On April 7, 2015 among other local official, state offices of Justice of the Supreme Court, Court of Appeals Judge (District I and III), and Circuit Court Judge will be up for election.
Although not a high-profile election, the Supreme Court Justice reelection campaign has drawn national interest.
James Daley, a Rock County circuit judge, is challenging incumbent Wisconsin Supreme Court Justice Ann Walsh Bradley. The election outcome will not dramatically alter the state Supreme Court’s ideological balance as Justices leaning hold four of the seven Justices have strong conservative ties.
The Wisconsin Supreme Court is officially nonpartisan, but has become polarized between four conservatives and three liberals.
This spring election features the two-year cycle where all elected town board positions are also reelected. In addition, there also will be two state items on the ballot: election of a state Supreme Court justice and a state constitutional amendment referendum on the election of the chief justice.
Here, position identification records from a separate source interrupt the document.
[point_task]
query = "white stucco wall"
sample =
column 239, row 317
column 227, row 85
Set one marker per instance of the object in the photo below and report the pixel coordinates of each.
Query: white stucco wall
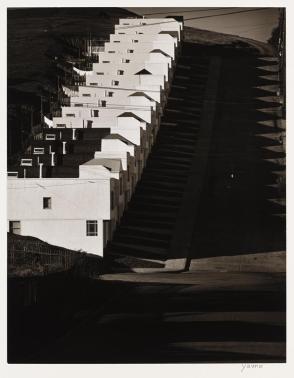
column 65, row 223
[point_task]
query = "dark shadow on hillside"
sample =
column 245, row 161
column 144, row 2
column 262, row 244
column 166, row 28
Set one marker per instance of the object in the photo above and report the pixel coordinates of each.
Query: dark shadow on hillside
column 243, row 206
column 145, row 322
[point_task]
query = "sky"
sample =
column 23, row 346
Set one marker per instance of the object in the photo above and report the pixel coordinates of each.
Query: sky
column 257, row 24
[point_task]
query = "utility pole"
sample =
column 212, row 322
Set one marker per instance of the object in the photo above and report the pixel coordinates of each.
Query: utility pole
column 41, row 109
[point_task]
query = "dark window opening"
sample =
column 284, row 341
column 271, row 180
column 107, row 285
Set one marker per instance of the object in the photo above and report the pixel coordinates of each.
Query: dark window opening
column 46, row 202
column 92, row 228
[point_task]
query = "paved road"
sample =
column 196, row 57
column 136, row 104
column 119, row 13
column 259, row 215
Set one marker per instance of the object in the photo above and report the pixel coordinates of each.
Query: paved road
column 160, row 318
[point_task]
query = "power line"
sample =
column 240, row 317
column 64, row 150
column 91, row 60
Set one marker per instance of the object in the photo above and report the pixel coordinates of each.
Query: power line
column 188, row 11
column 226, row 14
column 192, row 18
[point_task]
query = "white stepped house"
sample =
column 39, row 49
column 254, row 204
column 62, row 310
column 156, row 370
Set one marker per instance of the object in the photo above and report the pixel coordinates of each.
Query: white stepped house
column 94, row 154
column 149, row 26
column 126, row 124
column 154, row 56
column 127, row 81
column 134, row 68
column 133, row 47
column 100, row 97
column 115, row 93
column 71, row 213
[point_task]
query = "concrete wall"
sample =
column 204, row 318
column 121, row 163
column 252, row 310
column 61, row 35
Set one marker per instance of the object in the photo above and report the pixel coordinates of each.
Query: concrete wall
column 65, row 223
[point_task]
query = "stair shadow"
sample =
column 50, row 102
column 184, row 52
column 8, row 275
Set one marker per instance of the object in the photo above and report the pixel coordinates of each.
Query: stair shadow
column 238, row 213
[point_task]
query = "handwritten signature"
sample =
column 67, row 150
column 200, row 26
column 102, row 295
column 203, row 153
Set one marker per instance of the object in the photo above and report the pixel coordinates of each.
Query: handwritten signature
column 251, row 366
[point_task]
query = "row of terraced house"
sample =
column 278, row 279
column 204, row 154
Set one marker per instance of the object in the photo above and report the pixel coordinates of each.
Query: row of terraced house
column 71, row 187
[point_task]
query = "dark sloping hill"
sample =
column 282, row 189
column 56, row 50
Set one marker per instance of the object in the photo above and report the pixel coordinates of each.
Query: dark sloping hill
column 221, row 40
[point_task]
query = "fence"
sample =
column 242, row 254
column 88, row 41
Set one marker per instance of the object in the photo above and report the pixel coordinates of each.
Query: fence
column 35, row 255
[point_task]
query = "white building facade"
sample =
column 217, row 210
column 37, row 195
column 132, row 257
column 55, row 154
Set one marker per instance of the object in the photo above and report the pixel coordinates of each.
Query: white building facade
column 73, row 184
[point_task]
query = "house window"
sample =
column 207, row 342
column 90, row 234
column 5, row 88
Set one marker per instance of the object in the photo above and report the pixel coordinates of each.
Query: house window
column 50, row 137
column 92, row 228
column 14, row 227
column 46, row 202
column 28, row 162
column 38, row 150
column 112, row 200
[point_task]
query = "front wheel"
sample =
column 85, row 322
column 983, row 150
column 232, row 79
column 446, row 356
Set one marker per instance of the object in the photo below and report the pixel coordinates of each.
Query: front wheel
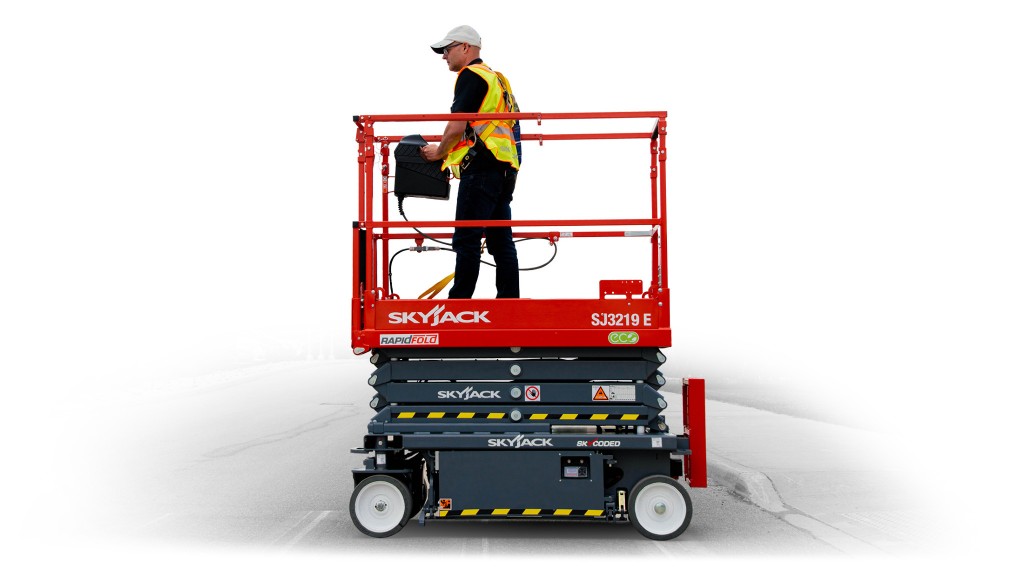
column 659, row 507
column 380, row 506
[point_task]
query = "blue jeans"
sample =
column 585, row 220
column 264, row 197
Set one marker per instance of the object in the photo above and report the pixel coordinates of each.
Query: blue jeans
column 485, row 196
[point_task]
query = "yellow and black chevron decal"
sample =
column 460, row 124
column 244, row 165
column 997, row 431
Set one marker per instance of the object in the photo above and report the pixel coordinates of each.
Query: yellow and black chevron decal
column 520, row 512
column 503, row 415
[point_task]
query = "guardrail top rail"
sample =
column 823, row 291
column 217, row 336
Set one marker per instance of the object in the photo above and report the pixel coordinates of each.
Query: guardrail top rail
column 625, row 312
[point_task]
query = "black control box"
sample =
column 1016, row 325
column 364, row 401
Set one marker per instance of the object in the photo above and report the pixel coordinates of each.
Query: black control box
column 417, row 177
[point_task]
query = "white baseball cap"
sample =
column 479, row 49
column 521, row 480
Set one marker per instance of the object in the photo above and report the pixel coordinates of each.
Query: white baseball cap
column 459, row 34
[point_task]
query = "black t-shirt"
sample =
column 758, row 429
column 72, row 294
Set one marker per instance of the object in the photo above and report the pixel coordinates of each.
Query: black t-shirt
column 470, row 90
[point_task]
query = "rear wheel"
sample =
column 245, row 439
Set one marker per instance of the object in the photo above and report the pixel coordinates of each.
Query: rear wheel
column 380, row 505
column 659, row 507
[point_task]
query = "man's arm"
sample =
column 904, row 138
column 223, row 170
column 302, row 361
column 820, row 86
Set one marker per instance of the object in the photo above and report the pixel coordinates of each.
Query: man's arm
column 453, row 133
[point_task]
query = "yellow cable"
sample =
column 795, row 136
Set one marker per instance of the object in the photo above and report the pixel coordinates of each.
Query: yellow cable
column 433, row 290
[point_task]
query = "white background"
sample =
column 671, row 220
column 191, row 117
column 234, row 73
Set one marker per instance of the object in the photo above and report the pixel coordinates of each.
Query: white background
column 178, row 181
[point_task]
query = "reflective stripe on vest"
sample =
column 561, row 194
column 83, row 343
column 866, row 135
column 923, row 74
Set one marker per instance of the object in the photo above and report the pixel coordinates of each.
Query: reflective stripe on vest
column 497, row 134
Currently Wisconsin’s chief justice of the state Supreme Court is the longest-serving member, however the proposed amendment would instead select the chief justice through an election by a majority of the justices then serving on the court.
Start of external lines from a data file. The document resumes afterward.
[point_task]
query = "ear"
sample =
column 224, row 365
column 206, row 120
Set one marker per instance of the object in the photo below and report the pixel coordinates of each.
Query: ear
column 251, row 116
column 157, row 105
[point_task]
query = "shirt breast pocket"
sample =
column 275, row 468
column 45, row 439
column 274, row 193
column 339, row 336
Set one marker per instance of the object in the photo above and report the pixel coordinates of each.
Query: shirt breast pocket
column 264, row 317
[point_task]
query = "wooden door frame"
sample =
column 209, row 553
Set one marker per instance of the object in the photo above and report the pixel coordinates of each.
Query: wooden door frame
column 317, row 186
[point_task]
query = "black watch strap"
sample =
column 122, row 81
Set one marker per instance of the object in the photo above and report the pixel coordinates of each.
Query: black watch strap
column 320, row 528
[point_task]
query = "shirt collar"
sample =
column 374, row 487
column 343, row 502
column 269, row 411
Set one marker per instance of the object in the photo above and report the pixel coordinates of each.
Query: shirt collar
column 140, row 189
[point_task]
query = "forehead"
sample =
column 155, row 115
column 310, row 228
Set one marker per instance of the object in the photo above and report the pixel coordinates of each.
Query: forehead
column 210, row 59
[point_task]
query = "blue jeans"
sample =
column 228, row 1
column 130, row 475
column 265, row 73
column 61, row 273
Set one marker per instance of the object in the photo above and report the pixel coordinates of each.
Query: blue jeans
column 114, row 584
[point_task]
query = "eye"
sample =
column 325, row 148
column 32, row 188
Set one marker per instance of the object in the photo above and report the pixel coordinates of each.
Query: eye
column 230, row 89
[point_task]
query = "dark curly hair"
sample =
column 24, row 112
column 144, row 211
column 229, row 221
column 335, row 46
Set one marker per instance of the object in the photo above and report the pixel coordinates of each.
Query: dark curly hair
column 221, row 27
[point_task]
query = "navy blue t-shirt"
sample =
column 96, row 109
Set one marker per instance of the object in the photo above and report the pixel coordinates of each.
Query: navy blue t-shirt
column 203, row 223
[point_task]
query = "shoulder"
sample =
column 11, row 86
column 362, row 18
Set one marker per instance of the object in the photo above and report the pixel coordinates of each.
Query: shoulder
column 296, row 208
This proposal, placed on the ballot by a Republican held Legislature, is seen by the opposition as a partisan attack on the current Chief Justice, Shirley S. Abrahamson, who is considered part of the court’s liberal bloc.
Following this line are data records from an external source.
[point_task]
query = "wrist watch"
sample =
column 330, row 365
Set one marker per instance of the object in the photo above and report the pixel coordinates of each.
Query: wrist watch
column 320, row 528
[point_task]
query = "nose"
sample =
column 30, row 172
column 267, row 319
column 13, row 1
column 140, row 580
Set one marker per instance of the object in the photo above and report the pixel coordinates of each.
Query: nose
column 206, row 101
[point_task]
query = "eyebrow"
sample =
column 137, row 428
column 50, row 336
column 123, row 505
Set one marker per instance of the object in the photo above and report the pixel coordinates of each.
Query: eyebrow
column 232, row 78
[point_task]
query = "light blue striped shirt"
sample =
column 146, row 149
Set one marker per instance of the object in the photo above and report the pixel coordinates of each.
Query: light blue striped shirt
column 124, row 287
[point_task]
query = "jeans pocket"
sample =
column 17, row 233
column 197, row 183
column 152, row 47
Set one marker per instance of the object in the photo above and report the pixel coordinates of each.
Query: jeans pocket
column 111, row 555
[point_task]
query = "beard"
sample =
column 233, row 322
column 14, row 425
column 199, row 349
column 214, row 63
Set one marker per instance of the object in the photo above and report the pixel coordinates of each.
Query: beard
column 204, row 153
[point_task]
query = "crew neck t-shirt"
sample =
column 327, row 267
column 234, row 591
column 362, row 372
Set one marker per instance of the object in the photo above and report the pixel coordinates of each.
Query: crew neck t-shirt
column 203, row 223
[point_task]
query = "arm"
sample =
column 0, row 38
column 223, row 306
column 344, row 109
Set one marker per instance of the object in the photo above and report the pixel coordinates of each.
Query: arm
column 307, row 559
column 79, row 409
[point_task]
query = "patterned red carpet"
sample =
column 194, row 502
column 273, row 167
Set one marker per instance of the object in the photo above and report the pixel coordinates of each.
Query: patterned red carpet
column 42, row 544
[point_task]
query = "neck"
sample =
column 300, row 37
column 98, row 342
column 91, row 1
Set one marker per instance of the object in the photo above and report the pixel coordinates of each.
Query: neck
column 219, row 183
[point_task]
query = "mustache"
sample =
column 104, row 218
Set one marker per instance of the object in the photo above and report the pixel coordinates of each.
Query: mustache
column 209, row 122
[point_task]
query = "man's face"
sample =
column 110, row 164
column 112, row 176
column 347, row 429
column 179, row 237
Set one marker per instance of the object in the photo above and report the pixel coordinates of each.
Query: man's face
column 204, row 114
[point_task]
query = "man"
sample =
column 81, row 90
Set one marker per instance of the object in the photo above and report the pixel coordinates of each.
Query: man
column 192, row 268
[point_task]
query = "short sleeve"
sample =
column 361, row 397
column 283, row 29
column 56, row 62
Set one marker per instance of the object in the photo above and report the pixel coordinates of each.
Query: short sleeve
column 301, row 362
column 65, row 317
The Court’s ideological leaning has recently come into light following investigation into whether Gov. Walker’s campaign worked inappropriately with conservative groups on a series of recall elections, including the Governor’s own, that has yet to produce any result.
Wisconsin’s contentious voter id laws will not be in effect for this election, but Attorney General Brad Schimel clarified the laws will be applicable in subsequent elections.
Wisconsin’s chief election official, Kevin Kennedy said the Government Accountability Board anticipates there will be special elections in 2015 at which photo ID will be required.
Even though voters will not have to show an ID to receive a ballot at this election, those registering now in the municipal clerk’s office or at the polling place on Election Day may use a driver license or state ID card to establish residence provided a current address is mentioned. The next statewide election at which photo ID will be required is the Spring Primary on Feb. 16, 2016
Large financial contributions from special interest groups in state elections have been a consistent polarizing factor in recent Wisconsin elections as made evident during the 2014 gubernatorial elections.
Incumbent Justice Bradley voiced deep concern about the role of big money in the race and said that she will not accept contributions from political parties, lawyers or groups with cases before the court.
“I truly believe that partisan politics and out-of-state special interests have no place in our courtrooms,” Justice Bradley told the New York Times.
Early voting ends this Friday at 5 PM or later at your local clerk’s office. The polls will be open on Election Day from 7:00 AM to 8:00 PM.